Talvez seja interessante retomar https://aulasprofgilberto.blogspot.com/2020/08/rei-do-congo-mentira-que-virou-folclore.html antes
de ler esta postagem:
Vimos
que a sucessão de D. João Nzinga a Nkuwu foi marcada pela disputa entre dois
irmãos, o cristianizado Mbemba a Nzinga e o “tradicionalista” Mpangu a
Kitina... Como sabemos, Mbemba a Nzinga, batizado pelos portugueses, saiu-se vencedor
e tornou-se o novo manicongo.
A última postagem sinalizou que D. Afonso (nome cristão de Mbemba a Nzinga)
iniciou sua condição de chefe dos congoleses amargando a contradição... Para
demonstrar que estava alinhado com as propostas civilizatórias dos portugueses,
enviou o filho Henrique e o sobrinho Rodrigo de Santa Maria a Portugal com uma
carta ao rei D. Manuel... A missiva tratava de sua vitória no conflito com os
tradicionalistas e solicitava “alguns clérigos ou frades” para que sua gente
pudesse aprender mais sobre a fé.
D. Afonso do Congo quis
resolver de uma vez por todas a questão religiosa em torno da tradição de seu
povo e ordenou o recolhimento de “estatuetas-imagens dos antepassados”. Elas
eram cultuadas com devoção pelos congoleses, mas os missionários portugueses
insistiam que não passavam de “ídolos” que nada tinham de sagrados.
Como era de se esperar, houve reação à medida imposta
pelo manicongo... Ele tinha a intenção de destruir todos os objetos assim que
fossem confiscados, mas percebendo que não teria como dar prosseguimento à sua
iniciativa, recorreu ao auxílio dos portugueses que dominavam a ilha de São
Tomé.
(...)
Essa ilha havia sido “descoberta” por João de Santana e Pero de Escobar
em 1470, exatamente no dia do santo, e foi por isso que lhe deram o nome de “São
Tomé”... Em 1485, D. João II a cedera como capitania a João de Paiva.
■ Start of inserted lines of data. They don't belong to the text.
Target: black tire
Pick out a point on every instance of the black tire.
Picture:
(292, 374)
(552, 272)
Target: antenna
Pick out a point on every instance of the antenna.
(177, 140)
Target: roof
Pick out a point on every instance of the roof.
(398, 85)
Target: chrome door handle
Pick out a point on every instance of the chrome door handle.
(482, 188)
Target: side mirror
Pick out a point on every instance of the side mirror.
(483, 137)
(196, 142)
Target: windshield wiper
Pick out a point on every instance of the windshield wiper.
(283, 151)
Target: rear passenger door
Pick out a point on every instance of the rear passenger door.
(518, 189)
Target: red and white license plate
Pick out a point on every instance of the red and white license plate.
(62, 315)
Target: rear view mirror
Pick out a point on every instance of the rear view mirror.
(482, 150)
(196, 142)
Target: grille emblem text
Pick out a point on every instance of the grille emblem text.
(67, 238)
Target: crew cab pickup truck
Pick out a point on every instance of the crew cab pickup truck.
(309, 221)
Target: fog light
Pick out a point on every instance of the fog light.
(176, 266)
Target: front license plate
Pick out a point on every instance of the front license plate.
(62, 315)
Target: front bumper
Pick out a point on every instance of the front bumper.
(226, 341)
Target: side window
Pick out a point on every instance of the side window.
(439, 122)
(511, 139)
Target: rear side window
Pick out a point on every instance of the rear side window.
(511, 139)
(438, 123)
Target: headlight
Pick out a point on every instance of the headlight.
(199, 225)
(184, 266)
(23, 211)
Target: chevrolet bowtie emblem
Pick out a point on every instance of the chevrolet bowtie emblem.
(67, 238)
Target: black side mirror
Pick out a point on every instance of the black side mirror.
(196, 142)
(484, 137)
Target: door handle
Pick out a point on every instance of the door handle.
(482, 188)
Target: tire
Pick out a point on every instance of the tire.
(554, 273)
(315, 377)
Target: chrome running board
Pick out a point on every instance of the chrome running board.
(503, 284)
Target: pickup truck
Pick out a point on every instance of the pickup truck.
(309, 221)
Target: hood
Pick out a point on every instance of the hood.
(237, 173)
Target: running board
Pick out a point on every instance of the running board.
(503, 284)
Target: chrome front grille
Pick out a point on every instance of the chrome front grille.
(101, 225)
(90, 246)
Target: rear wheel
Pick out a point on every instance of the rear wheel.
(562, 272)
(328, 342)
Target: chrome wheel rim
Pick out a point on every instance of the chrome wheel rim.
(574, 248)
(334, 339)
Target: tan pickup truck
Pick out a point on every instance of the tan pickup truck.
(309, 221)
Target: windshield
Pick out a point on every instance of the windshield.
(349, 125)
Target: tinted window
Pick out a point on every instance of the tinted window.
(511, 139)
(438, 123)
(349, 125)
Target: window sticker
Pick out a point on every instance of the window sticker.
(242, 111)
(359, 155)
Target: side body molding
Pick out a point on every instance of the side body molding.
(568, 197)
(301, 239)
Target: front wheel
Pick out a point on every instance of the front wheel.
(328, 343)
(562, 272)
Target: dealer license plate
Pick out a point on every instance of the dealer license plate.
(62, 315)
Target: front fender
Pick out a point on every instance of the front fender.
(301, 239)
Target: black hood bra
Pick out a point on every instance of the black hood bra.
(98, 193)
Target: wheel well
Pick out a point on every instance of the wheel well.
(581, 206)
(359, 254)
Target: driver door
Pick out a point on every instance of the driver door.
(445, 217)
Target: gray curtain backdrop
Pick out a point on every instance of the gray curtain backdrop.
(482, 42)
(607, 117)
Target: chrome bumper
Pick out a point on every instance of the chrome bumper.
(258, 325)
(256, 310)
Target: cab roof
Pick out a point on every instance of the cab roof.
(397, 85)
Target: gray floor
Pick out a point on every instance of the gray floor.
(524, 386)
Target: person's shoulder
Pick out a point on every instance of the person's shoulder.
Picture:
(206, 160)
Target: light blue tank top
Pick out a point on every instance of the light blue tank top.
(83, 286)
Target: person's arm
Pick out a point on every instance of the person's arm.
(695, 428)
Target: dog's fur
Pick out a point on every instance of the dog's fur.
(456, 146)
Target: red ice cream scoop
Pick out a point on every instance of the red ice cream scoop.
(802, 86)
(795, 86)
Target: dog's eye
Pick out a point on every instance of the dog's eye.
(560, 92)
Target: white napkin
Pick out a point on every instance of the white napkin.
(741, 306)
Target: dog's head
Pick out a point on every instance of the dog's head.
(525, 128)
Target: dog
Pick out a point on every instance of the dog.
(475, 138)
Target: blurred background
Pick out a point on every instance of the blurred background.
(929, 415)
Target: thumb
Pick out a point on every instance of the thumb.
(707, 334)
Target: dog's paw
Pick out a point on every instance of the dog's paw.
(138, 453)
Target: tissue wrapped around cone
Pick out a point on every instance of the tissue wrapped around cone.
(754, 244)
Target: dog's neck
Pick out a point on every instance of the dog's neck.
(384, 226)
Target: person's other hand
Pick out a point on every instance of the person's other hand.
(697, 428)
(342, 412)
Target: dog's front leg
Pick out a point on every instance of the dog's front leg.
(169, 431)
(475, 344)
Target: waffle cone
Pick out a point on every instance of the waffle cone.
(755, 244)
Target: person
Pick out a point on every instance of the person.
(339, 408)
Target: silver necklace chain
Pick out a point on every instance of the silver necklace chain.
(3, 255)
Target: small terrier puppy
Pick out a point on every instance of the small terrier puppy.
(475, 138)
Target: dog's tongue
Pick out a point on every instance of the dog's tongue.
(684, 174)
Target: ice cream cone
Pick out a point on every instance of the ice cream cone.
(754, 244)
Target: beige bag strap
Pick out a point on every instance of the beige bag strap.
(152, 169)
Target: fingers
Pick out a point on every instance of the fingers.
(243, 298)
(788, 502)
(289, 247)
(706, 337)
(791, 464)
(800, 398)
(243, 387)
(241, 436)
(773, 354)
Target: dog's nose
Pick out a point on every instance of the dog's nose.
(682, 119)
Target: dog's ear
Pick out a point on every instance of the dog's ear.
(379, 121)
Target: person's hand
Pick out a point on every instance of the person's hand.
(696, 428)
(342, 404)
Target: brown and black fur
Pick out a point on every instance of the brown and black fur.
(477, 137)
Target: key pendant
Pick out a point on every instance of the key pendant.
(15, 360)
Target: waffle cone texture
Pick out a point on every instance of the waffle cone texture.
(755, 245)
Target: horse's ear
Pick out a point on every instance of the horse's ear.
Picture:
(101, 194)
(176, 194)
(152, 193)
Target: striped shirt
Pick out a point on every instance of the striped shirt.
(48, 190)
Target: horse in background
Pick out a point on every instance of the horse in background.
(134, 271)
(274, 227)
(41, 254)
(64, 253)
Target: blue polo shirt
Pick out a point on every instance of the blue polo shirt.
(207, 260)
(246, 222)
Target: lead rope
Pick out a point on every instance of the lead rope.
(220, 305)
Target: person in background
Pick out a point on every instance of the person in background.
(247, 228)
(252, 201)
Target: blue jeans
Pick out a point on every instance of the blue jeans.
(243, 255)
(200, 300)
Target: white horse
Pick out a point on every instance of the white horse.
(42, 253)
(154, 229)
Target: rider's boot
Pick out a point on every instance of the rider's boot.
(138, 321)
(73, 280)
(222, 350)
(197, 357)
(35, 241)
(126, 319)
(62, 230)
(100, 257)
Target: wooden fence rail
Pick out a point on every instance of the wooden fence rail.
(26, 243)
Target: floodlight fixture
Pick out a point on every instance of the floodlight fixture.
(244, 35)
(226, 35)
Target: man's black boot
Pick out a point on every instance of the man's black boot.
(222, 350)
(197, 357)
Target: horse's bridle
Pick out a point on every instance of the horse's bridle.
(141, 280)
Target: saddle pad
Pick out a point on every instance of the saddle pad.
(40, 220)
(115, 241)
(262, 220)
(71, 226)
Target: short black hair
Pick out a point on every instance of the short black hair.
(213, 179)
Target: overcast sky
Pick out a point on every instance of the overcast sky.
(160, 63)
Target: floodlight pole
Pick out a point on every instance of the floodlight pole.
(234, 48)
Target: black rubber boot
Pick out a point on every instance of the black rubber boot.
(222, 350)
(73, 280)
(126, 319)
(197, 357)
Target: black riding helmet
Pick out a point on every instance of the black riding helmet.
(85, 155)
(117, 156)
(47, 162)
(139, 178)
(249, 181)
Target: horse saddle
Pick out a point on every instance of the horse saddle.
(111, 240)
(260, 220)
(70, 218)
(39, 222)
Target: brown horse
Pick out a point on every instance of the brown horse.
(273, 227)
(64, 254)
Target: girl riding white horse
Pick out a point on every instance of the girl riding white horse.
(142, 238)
Em 1493 a
ilha foi repassada a Álvaro de Caminha. Este deu início ao povoamento, mas logo
veio a falecer. Em 1499, D. Manuel cedeu ao fidalgo Fernão de Melo o cargo de governador
de São Tomé na condição de donatário.
A ilha era povoada basicamente por degredados. Desde
1487 o governo de Portugal ordenava o envio de judeus forçados ao batismo
cristão. Na distante localidade deveriam assimilar os ensinamentos cristãos/católicos.
(...)
Foi em 1508 que o manicongo cristão D. Afonso, receando as consequências
de suas imposições sobre os objetos religiosos, pediu auxílio ao nobre
governador Fernão de Melo. Naturalmente ele esperava contar com um gesto
abnegado e cristão da parte do aliado português. D. Afonso Mbemba a Nzinga se
via em grave situação, já que os cristãos no Sundi eram bem poucos (ele, o
primo Pedro e suas famílias). A esmagadora maioria se inclinava à veneração dos
ídolos.
A nau que partiria da Mina com os padres Rodrigues Eanes e Antonio
Fernandes com destino a Portugal pareceu-lhe providencial, já que a embarcação
deveria permanecer ancorada por algum tempo em São Tomé. Aos dois padres
solicitou que acompanhassem os jovens Henrique e Rodrigo e que levassem a carta
ao rei D. Manuel, além de entregarem uma específica ao governador Fernão de
Melo. Ao governador donatário da ilha o manicongo solicitava a visita de “alguns
clérigos que ensinassem as coisas de Deus”.
(...)
Mas aconteceu que o fidalgo
Fernão de Melo se encheu de cobiça ao ver o filho e o sobrinho de D. Afonso do
Congo num navio carregado de preciosidades... Os jovens partiam para Portugal,
onde receberiam formação religiosa, e eram acompanhados por “dois padres que, apenas
por terem servido à Igreja entre os negros, voltavam com ‘mil e quinhentas manilhas
e cinquenta escravos’”!
E foi assim que logo o manicongo percebeu que uma
aliança com base nos ideais de solidariedade cristã seria algo impossível com o
ambicioso donatário.
Fernão de Melo ouviu de
alguns compatriotas que poderia obter muitas vantagens se estabelecesse “um
esperto sistema de trocas com o Congo”. O navio que acabara de chegar apenas
aguçou sua cobiça.
Registros
do próprio D. Afonso Mbemba a Nzinga nos dão conta da resposta do fidalgo ao
seu “pedido de apoio religioso”:
“um
navio sem nenhuma coisa, somente um cobertor da cama e uma guarda porta e uma
alcatifa e um céu de esparanel e uma garrafa de vidro, e assim nos mandou no
dito navio um clérigo e vinha por capitão Gonçalo Peres e por escrivão João
Godinho, o qual navio nós recebemos muito prazer porque cuidávamos que vinha em
serviço de Deus, e ele vinha por grande cobiça”.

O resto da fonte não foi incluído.